The genotype distribution of the SLC28A3 rs7853758 was also significantly different between cases and controls. In many studies SLC28A3 rs7853758 is proved to be a very important protective genetic marker against ACT, its minor allele (A) found more often in controls than in patient cases [37, 82]. This SNP was recommended for clinical use in pharmacogenetic testing before using doxorubicin or daunorubicin in pediatric cancer patients’ treatment. [49]. This correlation for chronic cardiotoxicity was not significant in another cohort [83], nor RICOVER-60 trial found association with adverse cardiac reactions [84]. In contrast to these analyses, in our cohort the SLC28A3 rs7853758 AA genotype was more frequent among cases. However, not only in the case- control study but also in the BN-BMLA we could confirm the importance of this variant which needs further validation in larger cohorts.

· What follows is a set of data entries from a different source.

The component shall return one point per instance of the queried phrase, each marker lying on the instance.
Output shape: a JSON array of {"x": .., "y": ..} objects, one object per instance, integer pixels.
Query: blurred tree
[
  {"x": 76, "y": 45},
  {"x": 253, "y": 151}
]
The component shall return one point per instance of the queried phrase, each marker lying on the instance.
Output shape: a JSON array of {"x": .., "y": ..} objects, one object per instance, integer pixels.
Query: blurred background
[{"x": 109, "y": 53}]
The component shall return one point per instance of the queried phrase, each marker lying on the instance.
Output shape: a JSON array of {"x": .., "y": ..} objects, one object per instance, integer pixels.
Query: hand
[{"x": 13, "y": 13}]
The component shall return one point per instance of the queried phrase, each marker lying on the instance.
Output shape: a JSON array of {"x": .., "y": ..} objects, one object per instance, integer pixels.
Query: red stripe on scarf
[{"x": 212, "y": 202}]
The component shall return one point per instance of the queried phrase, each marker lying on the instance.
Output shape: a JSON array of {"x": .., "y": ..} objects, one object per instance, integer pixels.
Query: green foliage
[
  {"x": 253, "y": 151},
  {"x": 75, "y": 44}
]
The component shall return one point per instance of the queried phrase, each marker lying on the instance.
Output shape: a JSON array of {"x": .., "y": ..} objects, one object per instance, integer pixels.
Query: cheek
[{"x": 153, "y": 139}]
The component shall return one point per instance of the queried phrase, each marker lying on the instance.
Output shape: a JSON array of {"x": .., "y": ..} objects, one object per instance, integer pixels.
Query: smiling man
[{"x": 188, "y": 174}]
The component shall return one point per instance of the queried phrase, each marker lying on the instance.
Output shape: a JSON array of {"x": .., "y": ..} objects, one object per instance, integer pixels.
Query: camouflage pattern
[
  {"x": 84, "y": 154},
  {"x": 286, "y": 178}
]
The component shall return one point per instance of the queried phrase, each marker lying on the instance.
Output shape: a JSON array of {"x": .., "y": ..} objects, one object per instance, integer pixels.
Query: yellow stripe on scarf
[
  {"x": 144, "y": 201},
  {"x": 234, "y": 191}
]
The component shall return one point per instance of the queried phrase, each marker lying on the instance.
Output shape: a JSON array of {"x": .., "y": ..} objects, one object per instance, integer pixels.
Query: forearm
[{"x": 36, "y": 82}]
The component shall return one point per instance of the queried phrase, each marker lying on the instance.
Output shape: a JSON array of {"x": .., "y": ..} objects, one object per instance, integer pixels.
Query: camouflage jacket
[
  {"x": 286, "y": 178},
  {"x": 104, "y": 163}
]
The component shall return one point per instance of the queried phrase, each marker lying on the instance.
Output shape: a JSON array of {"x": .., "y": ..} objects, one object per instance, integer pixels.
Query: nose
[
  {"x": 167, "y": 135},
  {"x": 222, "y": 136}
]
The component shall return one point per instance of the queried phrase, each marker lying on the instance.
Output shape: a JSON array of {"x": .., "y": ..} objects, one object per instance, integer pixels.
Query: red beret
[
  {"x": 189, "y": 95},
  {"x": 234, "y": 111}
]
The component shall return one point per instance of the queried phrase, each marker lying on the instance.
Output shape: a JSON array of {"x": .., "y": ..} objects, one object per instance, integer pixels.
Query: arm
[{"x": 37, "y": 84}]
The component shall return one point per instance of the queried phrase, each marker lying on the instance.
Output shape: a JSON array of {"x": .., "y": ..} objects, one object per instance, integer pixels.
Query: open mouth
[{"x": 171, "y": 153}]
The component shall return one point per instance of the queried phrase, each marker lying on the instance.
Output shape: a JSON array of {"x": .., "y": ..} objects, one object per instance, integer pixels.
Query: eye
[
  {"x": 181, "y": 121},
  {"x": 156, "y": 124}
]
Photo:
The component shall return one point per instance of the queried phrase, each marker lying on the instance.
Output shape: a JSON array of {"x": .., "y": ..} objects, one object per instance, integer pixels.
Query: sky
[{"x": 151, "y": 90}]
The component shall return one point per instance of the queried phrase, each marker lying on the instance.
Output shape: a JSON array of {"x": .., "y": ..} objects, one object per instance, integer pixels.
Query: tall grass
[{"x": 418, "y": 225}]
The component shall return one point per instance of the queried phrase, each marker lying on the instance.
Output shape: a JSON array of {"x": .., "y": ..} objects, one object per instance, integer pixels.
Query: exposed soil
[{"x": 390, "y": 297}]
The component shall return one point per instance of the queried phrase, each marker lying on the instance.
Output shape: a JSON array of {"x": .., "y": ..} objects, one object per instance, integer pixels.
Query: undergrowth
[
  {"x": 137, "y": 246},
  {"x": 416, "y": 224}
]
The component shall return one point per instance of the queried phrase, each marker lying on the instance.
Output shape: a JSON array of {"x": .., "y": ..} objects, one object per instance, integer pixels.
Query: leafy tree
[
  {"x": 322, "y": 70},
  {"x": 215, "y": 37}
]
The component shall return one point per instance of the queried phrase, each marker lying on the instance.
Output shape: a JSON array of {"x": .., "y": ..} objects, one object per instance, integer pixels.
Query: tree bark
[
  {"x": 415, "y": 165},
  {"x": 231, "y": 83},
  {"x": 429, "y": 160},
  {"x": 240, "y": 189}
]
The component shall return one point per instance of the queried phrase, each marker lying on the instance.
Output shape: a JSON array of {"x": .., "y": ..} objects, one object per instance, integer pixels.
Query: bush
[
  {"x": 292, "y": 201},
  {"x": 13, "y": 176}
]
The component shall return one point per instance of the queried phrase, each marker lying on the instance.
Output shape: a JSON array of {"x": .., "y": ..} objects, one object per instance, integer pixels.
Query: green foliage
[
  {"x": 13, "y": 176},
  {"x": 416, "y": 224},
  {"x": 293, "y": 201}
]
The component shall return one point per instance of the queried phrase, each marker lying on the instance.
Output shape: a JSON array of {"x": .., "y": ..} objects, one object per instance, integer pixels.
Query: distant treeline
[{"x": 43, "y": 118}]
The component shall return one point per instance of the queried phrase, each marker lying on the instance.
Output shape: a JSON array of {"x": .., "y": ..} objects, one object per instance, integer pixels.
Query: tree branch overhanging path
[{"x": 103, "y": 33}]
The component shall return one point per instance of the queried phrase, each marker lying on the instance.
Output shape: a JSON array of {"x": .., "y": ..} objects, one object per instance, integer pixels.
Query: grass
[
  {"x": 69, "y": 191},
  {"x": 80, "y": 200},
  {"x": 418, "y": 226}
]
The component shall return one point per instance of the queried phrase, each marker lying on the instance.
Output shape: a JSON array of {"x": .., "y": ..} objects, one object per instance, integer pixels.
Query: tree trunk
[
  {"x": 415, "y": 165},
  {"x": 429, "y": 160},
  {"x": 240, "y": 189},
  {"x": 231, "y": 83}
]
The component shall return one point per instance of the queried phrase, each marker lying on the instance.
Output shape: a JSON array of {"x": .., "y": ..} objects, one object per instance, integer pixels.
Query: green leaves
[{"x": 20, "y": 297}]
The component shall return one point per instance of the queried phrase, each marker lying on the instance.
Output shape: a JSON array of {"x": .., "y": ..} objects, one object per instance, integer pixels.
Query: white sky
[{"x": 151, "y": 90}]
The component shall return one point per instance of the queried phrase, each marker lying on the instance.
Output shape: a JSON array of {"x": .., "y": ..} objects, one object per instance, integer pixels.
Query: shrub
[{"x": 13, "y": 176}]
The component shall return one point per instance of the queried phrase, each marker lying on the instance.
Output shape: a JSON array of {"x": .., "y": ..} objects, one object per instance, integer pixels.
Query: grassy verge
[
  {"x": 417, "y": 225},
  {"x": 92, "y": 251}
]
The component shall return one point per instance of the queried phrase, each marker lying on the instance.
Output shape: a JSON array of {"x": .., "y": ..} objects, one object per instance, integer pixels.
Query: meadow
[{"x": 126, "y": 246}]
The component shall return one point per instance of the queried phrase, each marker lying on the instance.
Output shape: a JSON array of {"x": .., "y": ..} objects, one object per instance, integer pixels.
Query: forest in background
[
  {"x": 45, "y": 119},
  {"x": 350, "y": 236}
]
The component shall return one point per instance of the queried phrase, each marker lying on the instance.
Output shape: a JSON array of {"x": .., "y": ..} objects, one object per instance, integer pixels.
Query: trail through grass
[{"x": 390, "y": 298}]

The CYP3A5 rs4646450 TT genotype associated with fractional shortening lower than 28% in our joined cohort. The BN-BMLA showed that the CYP3A5 rs776746 was potentially relevant in our case-control analysis. Previous studies in the literature did not find association of CYP3A5 rs4646450 with cardiac parameters [48]. CYP3A5 rs776746 AG/AA seemed to increase the risk of grade 2–4 cardiac toxicity in diffuse large B-cell lymphoma patients [85]. Our BN-BMLA analysis revealed potential strongly relevant effect of rs776746 SNP in gene CYP3A5 with respect to the case-control status of the patients. CYP3A5 gene (7q21.1) is a member of cytochrome P450 proteins involved in drug metabolism, synthesis of steroids and lipids. CYP3A5 is expressed in the liver and also in extrahepatic tissues e.g. in intestines. Genetic variability of CYP3A5 is high; it is not expressed in 20% of African and 80% of Caucasian population. SNPs in CYP3A5 (rs776746 and rs10264272) may modify its alternative splicing and protein truncation, which can result in a less active CYP3A5 [86]. Huang et al. studied the CYP3A5 enzyme activity with the presence of its different gene polymorphisms in pediatric ALL patients. They revealed that patients with rs776746 had lower enzyme activity. Rs776746 was in association with the mRNA expression, daunorubicin plasma concentration and adverse drug reactions. In this investigation the AUC of daunorubicin was higher in children with cardiotoxicity [87]. In our population the intronic CYP3A5 rs4646450 SNP, was associated with low FS (< 28%, cases) with a significantly higher OR value in males indicating gender related differences. Both male and female gender has been already shown as risk factors for developing cardiotoxicity [88‐90]. Difference in the adverse drug reactions between man and woman might be explained with their genetic background and there might be associations only in one of the genders [91]. Presently, the function of this SNP is not known, however, in a study rs4646450 was in correlation with reduced protein-expression and activity of CYP3A4 in human liver [92]. However, these results require further validation.